South Korean marines patrol on Yeonpyeong island
Image caption South Korean marines patrol Yeonpyeong island, which was shelled by the North last month

China says dialogue and co-operation are the only way forward to help deal with tensions on the Korean peninsula.

The responsibility for maintaining peace should be "shouldered by all parties in the region," foreign ministry spokeswoman Jiang Yu said.

China - North Korea's main ally - is under pressure from the US and others to rein in the "provocative" North.

It comes two weeks after North Korea's deadly attack on a South Korean island in answer to military drills by Seoul.

Two South Korean marines and two civilians were killed when Pyongyang shelled Yeonpyeong island on 23 November.
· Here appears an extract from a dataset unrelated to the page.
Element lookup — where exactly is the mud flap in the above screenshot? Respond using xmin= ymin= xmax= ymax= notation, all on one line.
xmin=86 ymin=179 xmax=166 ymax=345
It was the first attack on a civilian-populated area in the South since the end of the Korean war in 1953.

The situation on the peninsula remains highly unstable. South Korea has entered a second day of major live-fire exercises, despite warnings from the North.

The drills avoid the most contentious area, along the disputed western sea border.

South Korea's new defence minister has said he would use air strikes against the North if it attacked civilians again.

'Vital role'

The head of the US Joint Chiefs of Staff, Admiral Mike Mullen, is to visit Seoul on Tuesday in a show of solidarity with the South.

Adm Mullen will meet his South Korean counterpart as well as defence minister Kim Kwan-jin.

The two sides "plan to analyse the intention of North Korean provocations and discuss measures to deter further provocations through close co-operation," Seoul's military said in a statement.

It comes a day after US Secretary of State Hillary Clinton repeated US demands for North Korea to cease its "provocative behaviour".

Mrs Clinton said it was a pre-condition for the resumption of talks on Pyongyang's nuclear programme, which were halted in April 2009.

She also said Washington was looking "forward to China playing a vital role in regional diplomacy," stressing that Beijing had "a unique relationship with North Korea".

Mrs Clinton made the comments after a meeting with her South Korean and Japanese counterparts in Washington.

China was not invited to take part. The three powers have so far resisted Beijing's call for emergency six-party talks on North Korea.